Patrick Gray Sharp is shown this undated hand out photo released by the Texas Department of Public Safety, Aug. 17, 2010. (AP Photo/Texas Department of Public Safety)
AP Photo
A security guard who was certified to work in state law enforcement killed himself during a shootout with suburban Dallas police after luring officers outside by setting his pickup truck on fire, officials said Wednesday.

The Collin County Medical Examiner's Office said Patrick Gray Sharp, 29, died of a self-inflicted gunshot wound to the head.

The shootout Tuesday morning came after Sharp towed a trailer loaded with explosives into the parking lot of the McKinney police station and set his pickup truck on fire, police said. Sharp retreated to a field across a road and fired more than 100 rounds at police headquarters, McKinney police Chief Bob Kowalski said.

Nobody else was injured in the attack in the suburb of roughly 127,000 people about 30 miles north of Dallas, and Kowalski says police don't have a motive. A McKinney police spokesman didn't immediately return a call Wednesday.

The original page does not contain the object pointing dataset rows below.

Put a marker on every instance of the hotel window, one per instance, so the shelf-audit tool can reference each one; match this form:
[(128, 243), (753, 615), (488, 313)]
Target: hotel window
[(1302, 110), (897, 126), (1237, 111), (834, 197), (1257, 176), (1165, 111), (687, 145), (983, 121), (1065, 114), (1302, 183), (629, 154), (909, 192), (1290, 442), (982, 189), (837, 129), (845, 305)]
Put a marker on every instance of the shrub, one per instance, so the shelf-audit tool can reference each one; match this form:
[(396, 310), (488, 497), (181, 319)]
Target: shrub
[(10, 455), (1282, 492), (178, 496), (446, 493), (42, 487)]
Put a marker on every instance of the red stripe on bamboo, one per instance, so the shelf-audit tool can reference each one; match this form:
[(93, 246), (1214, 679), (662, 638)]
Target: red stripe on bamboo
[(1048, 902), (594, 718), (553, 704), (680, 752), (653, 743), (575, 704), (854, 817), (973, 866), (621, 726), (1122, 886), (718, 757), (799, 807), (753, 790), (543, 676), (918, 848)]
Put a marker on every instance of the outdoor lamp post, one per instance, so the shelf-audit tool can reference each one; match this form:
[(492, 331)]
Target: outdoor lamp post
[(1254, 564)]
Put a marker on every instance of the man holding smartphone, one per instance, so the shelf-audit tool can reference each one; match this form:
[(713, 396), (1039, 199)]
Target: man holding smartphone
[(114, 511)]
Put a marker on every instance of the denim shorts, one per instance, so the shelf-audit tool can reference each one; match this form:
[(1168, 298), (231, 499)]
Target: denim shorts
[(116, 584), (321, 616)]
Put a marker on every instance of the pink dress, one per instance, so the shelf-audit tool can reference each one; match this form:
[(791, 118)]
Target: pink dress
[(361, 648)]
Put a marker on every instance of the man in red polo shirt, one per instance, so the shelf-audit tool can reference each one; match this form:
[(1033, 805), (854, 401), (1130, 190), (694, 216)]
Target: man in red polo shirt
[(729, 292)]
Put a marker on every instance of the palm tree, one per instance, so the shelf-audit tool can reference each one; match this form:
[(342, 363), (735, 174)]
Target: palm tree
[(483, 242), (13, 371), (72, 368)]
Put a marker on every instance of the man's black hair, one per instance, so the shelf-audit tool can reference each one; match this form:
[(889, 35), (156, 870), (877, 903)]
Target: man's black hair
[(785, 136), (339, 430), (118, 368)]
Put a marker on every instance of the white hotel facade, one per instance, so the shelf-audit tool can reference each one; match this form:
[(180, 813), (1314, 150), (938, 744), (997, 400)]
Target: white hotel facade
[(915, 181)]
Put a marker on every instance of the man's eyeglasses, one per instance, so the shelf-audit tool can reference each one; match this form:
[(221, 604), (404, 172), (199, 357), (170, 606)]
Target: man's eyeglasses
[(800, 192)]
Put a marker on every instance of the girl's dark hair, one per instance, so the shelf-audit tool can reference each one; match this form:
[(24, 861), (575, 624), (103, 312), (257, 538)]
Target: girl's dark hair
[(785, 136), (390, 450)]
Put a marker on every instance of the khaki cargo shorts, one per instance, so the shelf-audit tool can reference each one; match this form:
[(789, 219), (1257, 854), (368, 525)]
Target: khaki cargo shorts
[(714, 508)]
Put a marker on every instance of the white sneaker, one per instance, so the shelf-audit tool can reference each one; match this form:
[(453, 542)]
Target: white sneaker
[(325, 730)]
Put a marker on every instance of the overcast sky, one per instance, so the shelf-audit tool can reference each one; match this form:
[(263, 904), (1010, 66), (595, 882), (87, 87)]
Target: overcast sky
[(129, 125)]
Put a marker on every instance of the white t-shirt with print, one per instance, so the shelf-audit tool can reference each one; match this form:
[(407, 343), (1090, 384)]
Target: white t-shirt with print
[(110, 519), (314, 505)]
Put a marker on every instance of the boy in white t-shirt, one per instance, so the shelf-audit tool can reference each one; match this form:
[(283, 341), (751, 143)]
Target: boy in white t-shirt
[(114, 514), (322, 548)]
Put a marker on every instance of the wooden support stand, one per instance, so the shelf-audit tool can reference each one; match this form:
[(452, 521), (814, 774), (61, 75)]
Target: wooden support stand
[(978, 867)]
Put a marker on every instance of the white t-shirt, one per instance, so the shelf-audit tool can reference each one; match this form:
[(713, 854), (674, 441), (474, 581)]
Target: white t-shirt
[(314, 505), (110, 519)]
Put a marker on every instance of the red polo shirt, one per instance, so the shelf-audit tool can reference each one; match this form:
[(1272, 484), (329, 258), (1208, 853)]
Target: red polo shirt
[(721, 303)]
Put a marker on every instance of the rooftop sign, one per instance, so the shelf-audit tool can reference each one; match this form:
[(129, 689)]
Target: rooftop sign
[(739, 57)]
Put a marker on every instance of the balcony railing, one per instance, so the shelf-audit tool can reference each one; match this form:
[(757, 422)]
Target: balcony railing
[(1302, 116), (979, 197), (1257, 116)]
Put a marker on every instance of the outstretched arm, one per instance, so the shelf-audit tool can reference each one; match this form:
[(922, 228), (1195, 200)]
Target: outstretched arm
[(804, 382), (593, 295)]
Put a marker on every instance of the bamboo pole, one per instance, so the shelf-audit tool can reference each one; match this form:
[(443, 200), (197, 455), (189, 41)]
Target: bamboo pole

State records show Sharp was licensed by the Texas Department of Public Safety to work as a security guard in 2004. Three years earlier, he was licensed as a jailer by the Texas Commission on Law Enforcement Officer Standards and Education.

It's unclear what Sharp's motive was.

Sharp worked as a security guard for building wire manufacturer Encore Wire Corp. in McKinney, said Cheryl Cox, the mother of Sharp's roommate. A spokesman for Encore Wire told The Dallas Morning News that Sharp resigned a few days ago. An Encore official wasn't immediately available to comment to The Associated Press on Wednesday.

Cox said she thought of Sharp as a son and was "shocked" by the attack. She said she had no idea why he would target police.

Cox and her husband, Bobby Cox, live in a home just behind the house Sharp shared with Eric McClellan in Anna, about 15 miles north of McKinney. McClellan and Sharp were roommates for about four years.

Bobby Cox said Sharp showed no sign of trouble Saturday, the last time he and his wife saw him.

McClellan told the AP he was on vacation outside Texas when he received calls from state troopers and his stepfather telling him what happened. He said Sharp was "fine and dandy" when McClellan left Texas earlier this week.

"There's nothing I can say. He was a great guy, a good friend," McClellan said.

He said he and Sharp kept guns in their residence because they like sports shooting.

"We're Texans," he said. "We have the right to bear arms."

Sharp may have intended to lure people from the police station so that he could shoot at them from the field where he had taken cover, Kowalski said. He also may have intended to kill them by blowing up the trailer.

The fire set off ammunition in the truck but failed to ignite the trailer, which was filled with wood chips, ammonium nitrate, gasoline and road flares, Kowalski said.

Investigators later combed Sharp's property with bomb-sniffing dogs and found more weapons, Kowalski said.